Pour arriver à ces résultats, la VUB a combiné plusieurs bases de données. On y trouve notamment des données démographiques des Nations Unies, les dernières simulations climatiques en date, les rapports du GIEC (Groupe d’experts intergouvernemental sur l’évolution du climat), etc. Les climatologues de l’université veulent ainsi provoquer une prise de conscience. «Notre objectif est double. Premièrement, nous voulons que les gens, jeunes et moins jeunes, comprennent de manière simple ce que le changement climatique peut signifier pour eux personnellement. Deuxièmement, nous voulons donner aux gens la possibilité de partager les résultats sur les réseaux sociaux. De cette façon, nous voulons sensibiliser un large public et les décideurs politiques au changement climatique qui se réuniront à la COP26 à Glasgow à la fin de cette semaine», déclare à Belga Wim Thiery, climatologue de la VUB, qui participe à une étude détaillée sur le sujet qui sera publiée lundi 1er novembre dans Science.

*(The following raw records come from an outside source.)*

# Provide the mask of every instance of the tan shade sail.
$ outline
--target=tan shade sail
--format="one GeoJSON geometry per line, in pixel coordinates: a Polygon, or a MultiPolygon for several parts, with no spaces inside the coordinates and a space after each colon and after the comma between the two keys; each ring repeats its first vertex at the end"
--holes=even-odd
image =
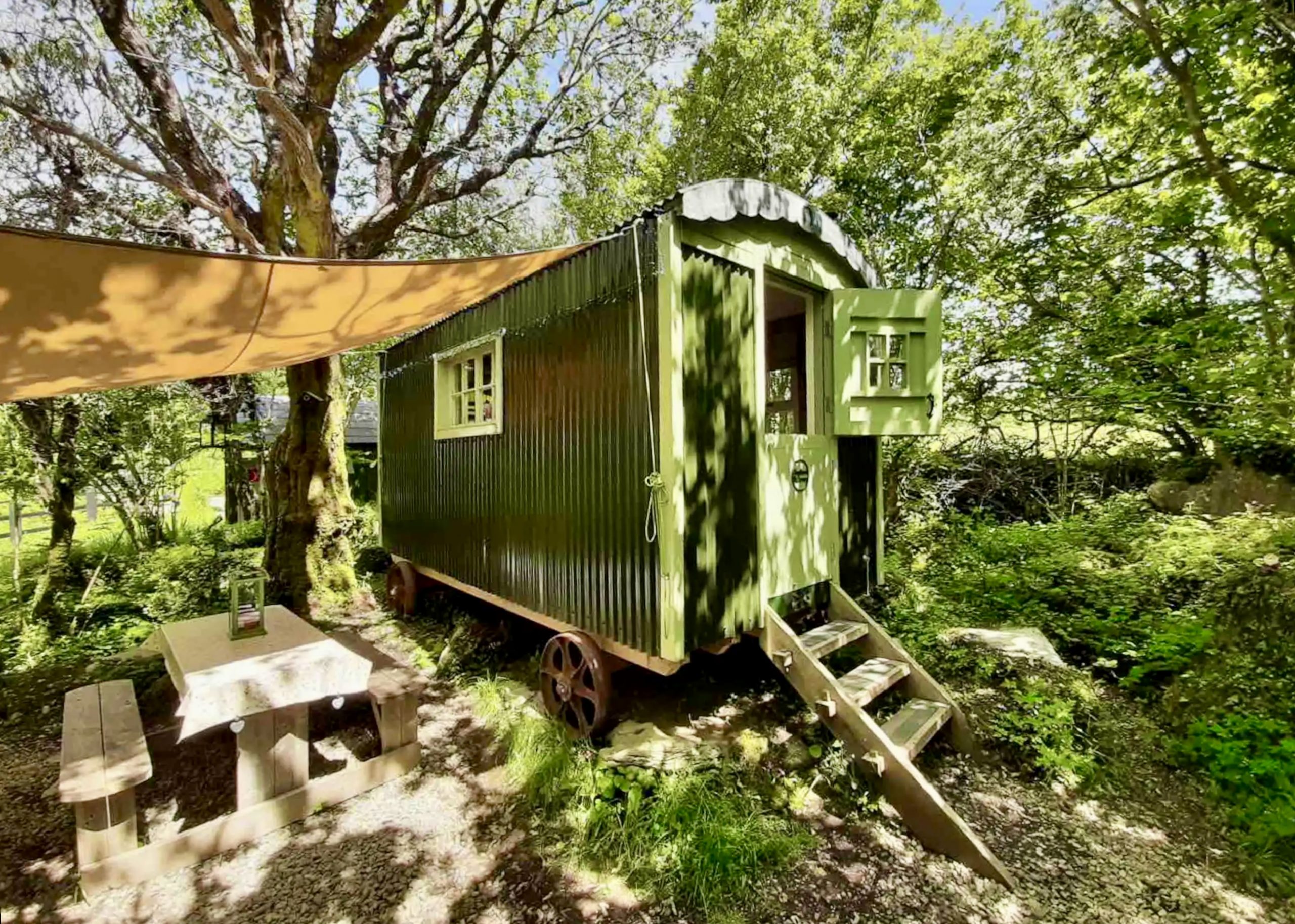
{"type": "Polygon", "coordinates": [[[0,228],[0,402],[329,356],[453,314],[587,246],[298,260],[0,228]]]}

«Nos résultats montrent clairement que ce n’est pas seulement le problème des générations futures, mais des enfants et des jeunes vivant aujourd’hui», a déclaré le chercheur à De Morgen qui rappelle que les régions les plus touchées par ce réchauffement connaitront aussi un boom démographique. «Par la combinaison d’une croissance démographique rapide et d’une exposition à des événements extrêmes, le changement climatique impose un fardeau disproportionné aux jeunes générations du Sud. Et nous avons de bonnes raisons de croire que nos calculs sous-estiment la véritable augmentation à laquelle les jeunes sont confrontés», dit-il. «Si nous parvenons à réduire drastiquement nos émissions dans les années à venir, nous pourrons éviter les pires conséquences pour les enfants du monde entier», a ajouté Thiery.